Under normal circumstances, immune cells are the body's natural enemies of cancer cells, with no negative side effects4. Researching cancer therapies with few or no adverse effects, including triggering an immunomodulatory impact, is crucial. Therefore, medicines with such little side effects shouldn't destroy healthy cells, particularly immune cells.²In comparison to Hodgkin's lymphomas, non-Hodgkin lymphomas are a heterogeneous group of lymphoproliferative tumors that are far less predictable and have a much higher propensity to spread to extra nodal sites. The majority of NHL cases involve both nodal and extra nodal sites and account for about 25% of all NHL cases.³

Lymphoma affects the body’s lymph system (also known as the lymphatic system). The lymph system is part of the immune system, which helps fight infections and some other diseases. It also helps fluids move through the body. Lymphoma can also spread to the bone marrow and to other organs. The malignant lymphomas are a collection of neoplasms with variable degrees of malignancy that are derived from the histiocyte and lymphocyte building blocks of lymphoid tissue.

Non-Hodgkin lymphoma is not the same as Hodgkin lymphoma. Hodgkin lymphoma cells are also usually special cells called Reed-Sternberg cells. In non-Hodgkin lymphoma, cancer cells make up almost all of a lymph node, and there are no Reed-Sternberg cells in it. Less than 10% of people have any other NHL subtypes^.4 After prostate, breast, lung, colorectal, and bladder cancer, NHL is the sixth most prevalent cause of cancer-related death in the USA. After squamous cell carcinoma, oropharyngeal lymphomas are the second most prevalent malignancy in the oral region.⁵

Types of Hodgkin’s lymphoma:

It's critical for doctors to determine the precise type of lymphoma you have because treatment for NHL is based on the type. The affected lymphocyte type (B cells or T cells), the cell's level of maturity when it develops into a malignant state, and other variables all determine the type of lymphoma. In the body's initial line of defense, neutrophils are crucial because they phagocytize foreign cells and provide protection.⁶In cell culture, honey promotes the proliferation of B- and T-lymphocytes. An increased percentage of lymphocytes in rats fed honey for an extended period of time has also been seen in another study. The anti-inflammatory effect would be strengthened by the rise in lymphocyte numbers.

⁷

White blood cells called lymphocytes, which aid the body in fighting infections, make up the majority of the lymph system. The two primary categories of lymphocytes are:

1. B lymphocytes

2. T lymphocytes

1. B lymphocytes (B cells):

By producing antibodies, B cells generally aid the body's defenses against pathogens including viruses and bacteria. The antibodies bind to the pathogens, designating them for eradication by other immune system components.
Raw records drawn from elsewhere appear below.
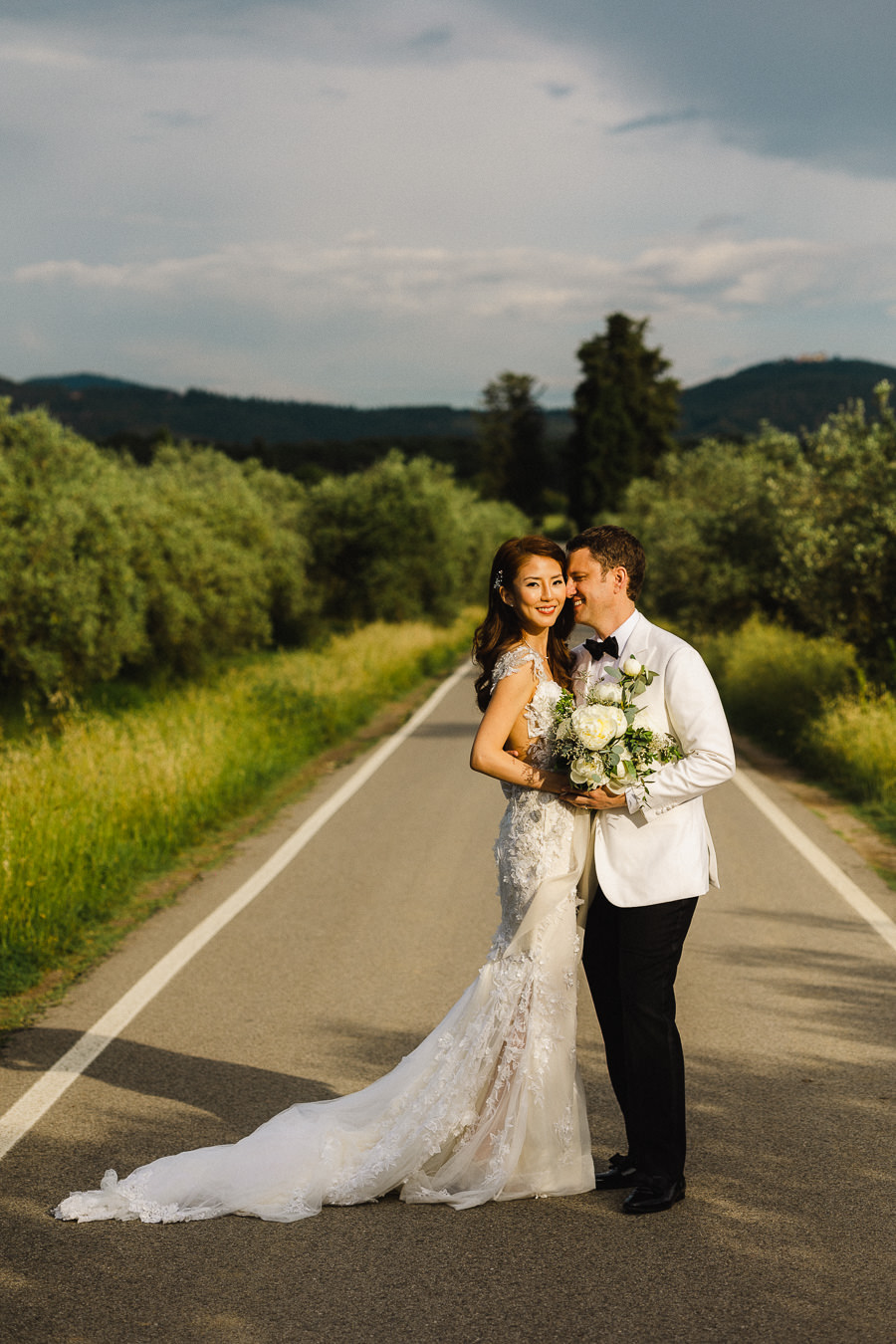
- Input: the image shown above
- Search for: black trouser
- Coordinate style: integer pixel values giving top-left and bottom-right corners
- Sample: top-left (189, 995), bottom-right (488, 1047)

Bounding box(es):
top-left (581, 888), bottom-right (697, 1179)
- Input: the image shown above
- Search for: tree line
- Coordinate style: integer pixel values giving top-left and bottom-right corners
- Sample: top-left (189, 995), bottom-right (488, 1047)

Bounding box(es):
top-left (0, 400), bottom-right (527, 703)
top-left (480, 314), bottom-right (896, 684)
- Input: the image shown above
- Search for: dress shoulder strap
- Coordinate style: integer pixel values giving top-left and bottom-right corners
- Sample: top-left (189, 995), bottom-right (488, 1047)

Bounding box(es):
top-left (492, 644), bottom-right (551, 690)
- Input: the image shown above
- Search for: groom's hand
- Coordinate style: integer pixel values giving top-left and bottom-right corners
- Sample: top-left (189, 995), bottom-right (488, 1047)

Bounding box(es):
top-left (560, 788), bottom-right (628, 811)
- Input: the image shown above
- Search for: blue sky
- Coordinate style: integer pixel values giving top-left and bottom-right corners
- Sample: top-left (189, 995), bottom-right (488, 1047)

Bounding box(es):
top-left (0, 0), bottom-right (896, 406)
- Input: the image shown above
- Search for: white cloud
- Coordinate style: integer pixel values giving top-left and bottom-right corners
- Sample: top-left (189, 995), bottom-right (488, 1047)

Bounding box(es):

2. Tlymphocytes (T cells):

These come in various varieties. Some T cells eliminate pathogens or aberrant cells from the body. Other T cells assist in enhancing or inhibiting the activity of other immune system cells. How ever, B-cell lymphomas are more frequent. Lymphoma can begin in any type of lymphocyte.

Classification:

Based on morphology and cell lineage, the WHO modified the Revised European-American Lymphoma (REAL) classification of NHL. Two divisions are recognized within the B-cell and T-cell categories: precursor neoplasms, which correspond to the earliest phases of differentiation, and more developed differentiated neoplasms.⁸The REAL classification is a thorough method that incorporates histologic, clinical, molecular, and genetic data. Patients are typically categorized as having Hodgkin's disease or lymphoid malignancies of the B-cell or T-cell kinds.
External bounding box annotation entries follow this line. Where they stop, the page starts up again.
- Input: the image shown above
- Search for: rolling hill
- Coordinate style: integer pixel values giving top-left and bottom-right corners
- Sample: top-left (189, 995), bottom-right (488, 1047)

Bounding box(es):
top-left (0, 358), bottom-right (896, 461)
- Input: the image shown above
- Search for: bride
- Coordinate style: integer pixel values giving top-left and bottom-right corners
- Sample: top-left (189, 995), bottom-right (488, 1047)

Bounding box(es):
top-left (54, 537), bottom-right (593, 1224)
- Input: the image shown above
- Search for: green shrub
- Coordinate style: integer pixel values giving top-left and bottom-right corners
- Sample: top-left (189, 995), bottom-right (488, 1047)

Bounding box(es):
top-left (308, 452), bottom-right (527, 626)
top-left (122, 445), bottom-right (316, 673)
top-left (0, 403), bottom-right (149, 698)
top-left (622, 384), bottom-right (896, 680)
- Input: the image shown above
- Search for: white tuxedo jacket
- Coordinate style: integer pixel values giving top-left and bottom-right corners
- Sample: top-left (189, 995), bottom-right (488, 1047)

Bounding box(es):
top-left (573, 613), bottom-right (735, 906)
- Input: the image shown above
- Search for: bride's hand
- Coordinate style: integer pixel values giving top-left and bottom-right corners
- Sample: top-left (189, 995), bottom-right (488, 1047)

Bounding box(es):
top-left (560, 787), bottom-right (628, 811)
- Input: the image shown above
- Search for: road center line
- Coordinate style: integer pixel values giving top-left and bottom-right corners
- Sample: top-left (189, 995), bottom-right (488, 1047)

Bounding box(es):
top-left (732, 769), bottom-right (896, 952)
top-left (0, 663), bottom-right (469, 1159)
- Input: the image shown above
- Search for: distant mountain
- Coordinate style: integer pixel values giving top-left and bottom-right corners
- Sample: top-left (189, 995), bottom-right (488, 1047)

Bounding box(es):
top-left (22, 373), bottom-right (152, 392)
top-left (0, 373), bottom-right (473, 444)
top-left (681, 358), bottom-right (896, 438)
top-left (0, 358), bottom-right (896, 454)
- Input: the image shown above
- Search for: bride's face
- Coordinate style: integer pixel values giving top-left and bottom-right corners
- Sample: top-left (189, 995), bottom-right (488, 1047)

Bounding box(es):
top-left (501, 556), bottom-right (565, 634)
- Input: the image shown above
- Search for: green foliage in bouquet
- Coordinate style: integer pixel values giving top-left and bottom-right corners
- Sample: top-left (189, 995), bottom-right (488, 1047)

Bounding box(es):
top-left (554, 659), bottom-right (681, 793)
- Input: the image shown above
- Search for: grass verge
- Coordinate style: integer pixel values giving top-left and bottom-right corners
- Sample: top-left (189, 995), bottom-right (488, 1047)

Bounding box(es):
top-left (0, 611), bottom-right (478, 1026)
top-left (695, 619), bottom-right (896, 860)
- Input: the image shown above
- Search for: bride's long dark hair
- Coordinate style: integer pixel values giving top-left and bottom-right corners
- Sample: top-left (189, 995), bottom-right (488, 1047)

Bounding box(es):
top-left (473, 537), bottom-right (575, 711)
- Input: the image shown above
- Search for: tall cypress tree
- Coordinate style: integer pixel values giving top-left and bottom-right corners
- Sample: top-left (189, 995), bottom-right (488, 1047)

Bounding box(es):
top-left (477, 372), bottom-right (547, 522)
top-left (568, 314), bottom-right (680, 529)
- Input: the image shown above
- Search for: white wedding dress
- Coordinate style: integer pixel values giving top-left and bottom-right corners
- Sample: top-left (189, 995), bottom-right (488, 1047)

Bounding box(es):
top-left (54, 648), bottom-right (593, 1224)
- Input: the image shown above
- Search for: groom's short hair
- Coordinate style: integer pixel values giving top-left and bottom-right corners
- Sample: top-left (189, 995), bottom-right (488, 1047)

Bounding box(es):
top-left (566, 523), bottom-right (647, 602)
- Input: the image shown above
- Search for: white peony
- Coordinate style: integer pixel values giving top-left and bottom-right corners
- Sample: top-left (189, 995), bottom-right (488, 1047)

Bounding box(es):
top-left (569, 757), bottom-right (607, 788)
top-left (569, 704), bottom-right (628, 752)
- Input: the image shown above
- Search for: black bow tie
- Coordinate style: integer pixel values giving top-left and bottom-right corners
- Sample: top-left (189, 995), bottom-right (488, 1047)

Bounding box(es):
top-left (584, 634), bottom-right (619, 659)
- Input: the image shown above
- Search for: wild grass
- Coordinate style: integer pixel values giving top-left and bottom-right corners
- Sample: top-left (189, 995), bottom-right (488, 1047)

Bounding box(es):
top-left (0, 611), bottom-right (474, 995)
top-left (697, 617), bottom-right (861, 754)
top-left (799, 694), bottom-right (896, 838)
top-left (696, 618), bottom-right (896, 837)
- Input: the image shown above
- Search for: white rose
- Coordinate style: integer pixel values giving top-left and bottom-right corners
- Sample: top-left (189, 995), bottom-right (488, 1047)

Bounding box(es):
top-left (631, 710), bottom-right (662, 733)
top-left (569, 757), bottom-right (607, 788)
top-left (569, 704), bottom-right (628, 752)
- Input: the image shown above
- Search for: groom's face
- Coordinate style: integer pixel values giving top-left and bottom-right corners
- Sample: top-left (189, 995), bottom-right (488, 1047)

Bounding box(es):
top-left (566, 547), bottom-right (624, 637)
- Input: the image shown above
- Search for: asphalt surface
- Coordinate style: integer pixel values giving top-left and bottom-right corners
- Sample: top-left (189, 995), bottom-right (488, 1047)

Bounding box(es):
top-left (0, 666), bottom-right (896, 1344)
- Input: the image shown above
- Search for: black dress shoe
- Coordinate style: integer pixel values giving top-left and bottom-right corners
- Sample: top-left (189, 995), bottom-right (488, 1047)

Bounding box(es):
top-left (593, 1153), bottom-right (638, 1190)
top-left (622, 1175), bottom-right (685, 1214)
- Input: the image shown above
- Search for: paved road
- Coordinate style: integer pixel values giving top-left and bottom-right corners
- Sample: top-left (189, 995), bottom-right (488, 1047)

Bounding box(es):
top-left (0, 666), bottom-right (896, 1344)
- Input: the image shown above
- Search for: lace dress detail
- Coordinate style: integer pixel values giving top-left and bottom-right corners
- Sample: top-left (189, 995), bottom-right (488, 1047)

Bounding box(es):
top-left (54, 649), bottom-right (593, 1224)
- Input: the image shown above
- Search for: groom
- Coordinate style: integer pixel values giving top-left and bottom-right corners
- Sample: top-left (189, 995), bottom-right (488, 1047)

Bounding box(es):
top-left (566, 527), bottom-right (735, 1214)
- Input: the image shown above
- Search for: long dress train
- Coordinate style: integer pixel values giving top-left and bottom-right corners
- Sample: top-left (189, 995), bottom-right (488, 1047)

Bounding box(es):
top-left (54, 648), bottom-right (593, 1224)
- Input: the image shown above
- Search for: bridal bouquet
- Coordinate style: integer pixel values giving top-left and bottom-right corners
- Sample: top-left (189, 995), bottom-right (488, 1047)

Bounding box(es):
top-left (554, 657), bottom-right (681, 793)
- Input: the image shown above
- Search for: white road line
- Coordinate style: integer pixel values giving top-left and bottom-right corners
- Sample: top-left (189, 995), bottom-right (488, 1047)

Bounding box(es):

a. The WHO classification subtypes for NHL precursors are as follows:

1. Precursor B–lymphoblastic leukemia/lymphoma

2. Precursor T–lymphoblastic leukemia/lymphoma

b. The WHO classification subtypes for peripheral B-cell neoplasms are as follows:

· B-cell chronic lymphocytic leukemia/small lymphocytic lymphoma

· B-cell prolymphocytic leukemia

· Lymphoplasmacytic lymphoma/ immunocyte

· Mantle cell lymphoma

· Follicular lymphoma

· Extra nodal marginal zone B-cell lymphoma of Mucosa-Associated Lymphatic Tissue (MALT) type

· Nodal marginal zone B-cell lymphoma (Monocytic B cells)
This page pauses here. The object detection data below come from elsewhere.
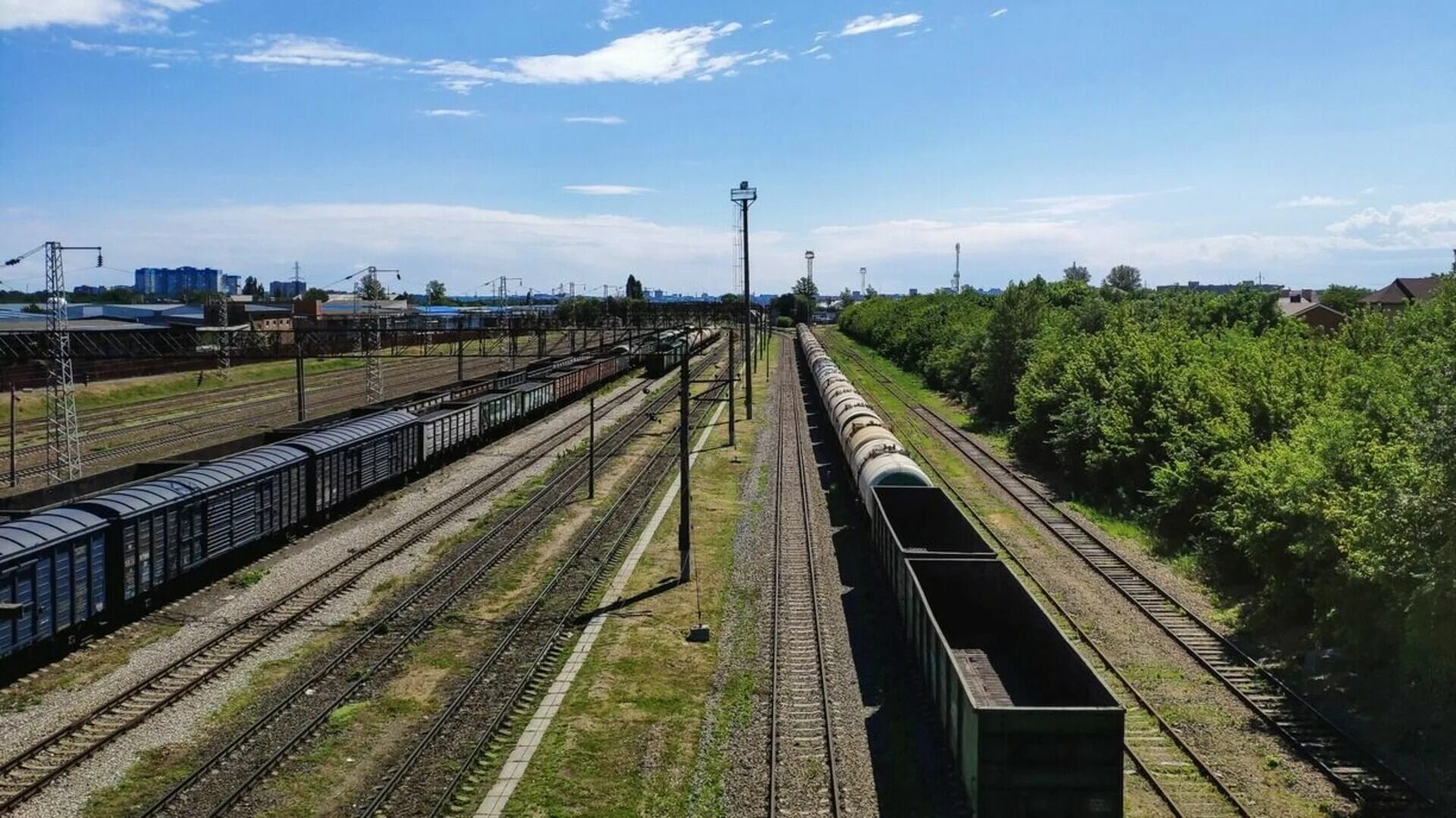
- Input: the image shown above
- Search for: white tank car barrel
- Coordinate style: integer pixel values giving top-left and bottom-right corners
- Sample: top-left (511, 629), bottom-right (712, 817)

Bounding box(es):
top-left (798, 324), bottom-right (1124, 818)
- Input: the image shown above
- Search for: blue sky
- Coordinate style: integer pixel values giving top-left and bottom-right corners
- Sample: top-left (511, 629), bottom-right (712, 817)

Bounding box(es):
top-left (0, 0), bottom-right (1456, 293)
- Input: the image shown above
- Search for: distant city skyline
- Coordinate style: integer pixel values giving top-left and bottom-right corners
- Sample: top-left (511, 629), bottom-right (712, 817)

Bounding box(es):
top-left (0, 0), bottom-right (1456, 294)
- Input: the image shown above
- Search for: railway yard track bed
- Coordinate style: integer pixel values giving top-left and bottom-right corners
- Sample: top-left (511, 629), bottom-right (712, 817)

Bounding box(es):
top-left (0, 358), bottom-right (678, 815)
top-left (828, 327), bottom-right (1432, 815)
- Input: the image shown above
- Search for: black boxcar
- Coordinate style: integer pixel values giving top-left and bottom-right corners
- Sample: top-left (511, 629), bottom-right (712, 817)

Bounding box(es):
top-left (173, 445), bottom-right (307, 559)
top-left (76, 476), bottom-right (209, 606)
top-left (871, 484), bottom-right (996, 588)
top-left (516, 380), bottom-right (556, 416)
top-left (897, 559), bottom-right (1122, 818)
top-left (0, 508), bottom-right (106, 657)
top-left (282, 410), bottom-right (419, 516)
top-left (419, 403), bottom-right (481, 462)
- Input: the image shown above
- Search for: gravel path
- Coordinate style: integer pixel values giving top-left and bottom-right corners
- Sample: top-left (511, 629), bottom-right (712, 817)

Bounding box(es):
top-left (0, 366), bottom-right (673, 815)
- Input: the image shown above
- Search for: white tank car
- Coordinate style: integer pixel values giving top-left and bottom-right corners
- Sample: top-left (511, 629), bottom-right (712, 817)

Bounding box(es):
top-left (798, 324), bottom-right (930, 518)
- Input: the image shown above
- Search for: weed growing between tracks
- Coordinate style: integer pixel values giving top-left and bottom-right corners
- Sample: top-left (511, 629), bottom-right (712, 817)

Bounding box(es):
top-left (0, 622), bottom-right (182, 713)
top-left (504, 334), bottom-right (772, 818)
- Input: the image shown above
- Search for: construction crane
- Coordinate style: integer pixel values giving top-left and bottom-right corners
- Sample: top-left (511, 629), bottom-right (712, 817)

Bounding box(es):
top-left (344, 265), bottom-right (400, 403)
top-left (5, 242), bottom-right (102, 483)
· Splenic marginal zone lymphoma (Villous lymphocytes)

· Hairy cell leukemia

· Plasmacytoma/plasma cell myeloma

· Diffuse large B-cell lymphoma (DLBCL)

· Burkitt lymphoma

c. The WHO classification subtypes for peripheral T-cell and NK-cell neoplasms are as follows:

· T-cell chronic lymphocytic leukemia/prolymphocytic leukemia

· T-cell granular lymphocytic leukemia

· Mycosis fungoides / Sezary syndrome

· Peripheral T-cell lymphoma, not otherwise characterized

· Hepatosplenic gamma/delta T-cell lymphoma

· Subcutaneous panniculitis-like T-cell lymphoma

· Angioimmunoblastic T-cell lymphoma

· Extra nodal T-/NK-cell lymphoma, nasal type

· Enteropathy-type intestinal T-cell lymphoma

· Adult T-cell lymphoma/leukemia (Human T-LymphotropicVirus [HTLV])

· Anaplastic large cell lymphoma, primary systemic type

· Anaplastic large cell lymphoma, primary cutaneous type

· Aggressive NK-cell leukemia

d. Non-Hodgkin’s lymphoma classification on the basis of location:

1) Oral cavity, Waldeyer's ring, and Pharynx:

· Small B-cell lymphoma

· Marginal mantle cell lymphoma

· Follicular lymphoma

· Extra nodal plasmacytoma

· Diffuse large B-cell lymphoma

· Extra nodal NK/T-cell lymphoma, Nasal type (Secondary extension).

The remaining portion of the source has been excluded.